Ахмед Рушди - Сатанинские стихи
Они гуляли по вечерним лужайкам, наблюдая, как солнце ныряют в море, и блуждая в тени всех этих огромных, раскидистых деревьев — то змеевидных, то вислобородых, — которые Салахаддин (называвший себя теперь Саладином по моде английской школы, но оставшийся пока Чамчавалой — до тех пор, пока театральный агент не сократит его имя по коммерческим причинам) называл теперь джекфрутом, баньяном,[284] джакарандой,[285] лесным пламенем,[286] платаном.[287] Небольшие побеги недотроги чуи-муи[288] росли в подножье его персонального древа жизни — грецкого ореха, которое Чангиз собственноручно посадил в день появления сына на свет. Отец и сын, сидящие у древа рождения, чувствовали себя неловко, не в состоянии достойно ответить на нежную шутку Насрин. Саладин был охвачен меланхоличными осознанием, что прежде, когда он не знал имена растений, сад был лучше, чем теперь, что кое-что ныне утрачено — то, чего ему никогда не удастся вернуть. А Чангиз Чамчавала обнаружил, что больше не может смотреть сыну в глаза, потому что горечь, которую он видел, проникала в его холодное сердце. Когда он говорил, небрежно отвернувшись от восемнадцатилетнего грецкого ореха (в котором — иногда казалось ему — долгие годы их разлуки жила душа его единственного сына), слова выходили неискренне и звучали как застывший, холодный лед, — чего — он надеялся — никогда не случится с ним, но чего — он боялся — ему ни за что не избегнуть.

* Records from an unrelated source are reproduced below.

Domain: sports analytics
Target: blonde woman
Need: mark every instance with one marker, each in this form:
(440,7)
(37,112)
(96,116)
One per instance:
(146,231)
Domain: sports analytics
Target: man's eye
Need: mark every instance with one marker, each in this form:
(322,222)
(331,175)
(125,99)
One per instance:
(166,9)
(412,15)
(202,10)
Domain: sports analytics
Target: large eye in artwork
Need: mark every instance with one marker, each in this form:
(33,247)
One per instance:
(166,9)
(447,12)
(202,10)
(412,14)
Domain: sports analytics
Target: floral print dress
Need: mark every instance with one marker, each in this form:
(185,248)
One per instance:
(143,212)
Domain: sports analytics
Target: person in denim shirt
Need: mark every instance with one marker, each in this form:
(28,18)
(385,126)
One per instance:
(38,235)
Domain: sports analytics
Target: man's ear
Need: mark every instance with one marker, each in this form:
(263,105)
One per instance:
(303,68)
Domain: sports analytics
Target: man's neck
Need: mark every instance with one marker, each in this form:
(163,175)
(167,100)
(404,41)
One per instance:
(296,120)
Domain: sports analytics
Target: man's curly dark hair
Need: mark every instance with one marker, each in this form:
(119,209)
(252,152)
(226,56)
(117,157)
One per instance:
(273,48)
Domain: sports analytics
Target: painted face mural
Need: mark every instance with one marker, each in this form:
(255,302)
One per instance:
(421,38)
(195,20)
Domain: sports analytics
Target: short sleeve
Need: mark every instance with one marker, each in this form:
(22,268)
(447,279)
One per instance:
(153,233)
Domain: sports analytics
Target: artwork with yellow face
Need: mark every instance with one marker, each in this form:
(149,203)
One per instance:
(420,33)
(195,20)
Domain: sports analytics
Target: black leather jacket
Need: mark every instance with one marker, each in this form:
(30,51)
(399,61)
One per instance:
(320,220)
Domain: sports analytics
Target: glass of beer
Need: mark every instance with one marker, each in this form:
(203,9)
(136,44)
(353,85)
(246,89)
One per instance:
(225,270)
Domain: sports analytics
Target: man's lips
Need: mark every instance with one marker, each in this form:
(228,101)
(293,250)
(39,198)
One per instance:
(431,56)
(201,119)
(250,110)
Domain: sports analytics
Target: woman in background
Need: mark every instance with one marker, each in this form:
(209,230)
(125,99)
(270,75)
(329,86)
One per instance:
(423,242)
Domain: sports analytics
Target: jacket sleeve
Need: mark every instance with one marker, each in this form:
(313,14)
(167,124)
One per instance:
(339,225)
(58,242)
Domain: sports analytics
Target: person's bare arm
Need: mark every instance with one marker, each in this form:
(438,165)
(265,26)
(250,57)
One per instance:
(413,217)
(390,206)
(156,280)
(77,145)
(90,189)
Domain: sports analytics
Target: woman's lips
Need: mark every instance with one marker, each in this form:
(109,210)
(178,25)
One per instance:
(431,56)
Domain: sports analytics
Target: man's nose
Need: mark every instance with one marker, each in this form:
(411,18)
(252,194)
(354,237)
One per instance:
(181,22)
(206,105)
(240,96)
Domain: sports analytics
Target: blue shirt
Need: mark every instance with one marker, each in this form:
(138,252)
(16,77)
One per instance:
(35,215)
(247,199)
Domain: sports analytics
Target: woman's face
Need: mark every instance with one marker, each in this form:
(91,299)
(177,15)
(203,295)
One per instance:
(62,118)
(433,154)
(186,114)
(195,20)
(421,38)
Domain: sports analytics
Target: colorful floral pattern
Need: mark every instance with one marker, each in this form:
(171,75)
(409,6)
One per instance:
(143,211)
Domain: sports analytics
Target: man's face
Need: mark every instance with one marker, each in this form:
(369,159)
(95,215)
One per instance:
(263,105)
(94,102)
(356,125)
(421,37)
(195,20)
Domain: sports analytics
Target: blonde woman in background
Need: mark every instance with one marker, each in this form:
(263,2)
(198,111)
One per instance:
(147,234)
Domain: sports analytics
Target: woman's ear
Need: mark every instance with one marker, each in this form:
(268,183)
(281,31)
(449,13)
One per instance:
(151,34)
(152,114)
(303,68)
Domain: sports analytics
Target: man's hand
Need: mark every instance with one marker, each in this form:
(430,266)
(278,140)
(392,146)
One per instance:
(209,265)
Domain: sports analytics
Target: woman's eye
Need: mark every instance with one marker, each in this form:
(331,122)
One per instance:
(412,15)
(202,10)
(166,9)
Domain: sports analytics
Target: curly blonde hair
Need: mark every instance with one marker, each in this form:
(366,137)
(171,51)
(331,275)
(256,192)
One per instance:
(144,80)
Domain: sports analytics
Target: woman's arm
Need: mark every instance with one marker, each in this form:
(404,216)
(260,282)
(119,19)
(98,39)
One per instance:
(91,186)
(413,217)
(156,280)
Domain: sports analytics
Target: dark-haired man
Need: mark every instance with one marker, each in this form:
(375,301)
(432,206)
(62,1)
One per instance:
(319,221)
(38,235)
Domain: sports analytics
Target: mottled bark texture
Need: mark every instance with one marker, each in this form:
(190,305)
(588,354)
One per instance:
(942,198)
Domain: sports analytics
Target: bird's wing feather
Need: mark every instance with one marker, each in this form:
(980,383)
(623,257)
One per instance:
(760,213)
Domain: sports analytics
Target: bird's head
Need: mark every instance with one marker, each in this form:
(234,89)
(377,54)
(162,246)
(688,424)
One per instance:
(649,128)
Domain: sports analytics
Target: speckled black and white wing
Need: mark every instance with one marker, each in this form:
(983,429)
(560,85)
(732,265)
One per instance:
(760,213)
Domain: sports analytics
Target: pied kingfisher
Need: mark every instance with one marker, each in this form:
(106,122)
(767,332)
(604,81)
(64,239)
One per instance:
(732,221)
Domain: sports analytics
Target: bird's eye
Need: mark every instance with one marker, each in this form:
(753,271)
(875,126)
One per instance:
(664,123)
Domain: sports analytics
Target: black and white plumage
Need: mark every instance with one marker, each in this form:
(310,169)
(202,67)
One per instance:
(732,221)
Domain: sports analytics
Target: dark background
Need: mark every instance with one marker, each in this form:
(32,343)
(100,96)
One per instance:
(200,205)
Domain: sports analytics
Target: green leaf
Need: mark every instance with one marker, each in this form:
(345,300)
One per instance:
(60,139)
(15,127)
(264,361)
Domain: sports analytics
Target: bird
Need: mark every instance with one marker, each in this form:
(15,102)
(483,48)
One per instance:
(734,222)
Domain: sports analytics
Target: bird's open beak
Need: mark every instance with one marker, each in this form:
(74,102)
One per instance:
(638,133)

— Скажи своему сыну, — гремел Чангиз, обращаясь к Насрин, — что, если он ездил за границу учиться презрению к собственному роду, тогда его собственный род не может чувствовать к нему ничего, кроме презрения. Кто он такой? Фаунтлерой,[289] великий панджандрам?[290] Неужто такова моя судьба — потерять сына и найти урода?
— Чем бы я ни стал, дорогой отец, — сказал Саладин старику, — всем этим я обязан тебе.
Это была их последняя семейная беседа. Все это лето чувства продолжали ускользать вверх от всех посреднических попыток Насрин, ты должен извиниться перед своим отцом, дорогой, бедняга страдает как черт, но гордость не позволит ему обнять тебя. Даже айя Кастурба и старый дворецкий Валлабх, ее муж, пытались выступить посредниками, но и отец, и сын оставались непреклонны.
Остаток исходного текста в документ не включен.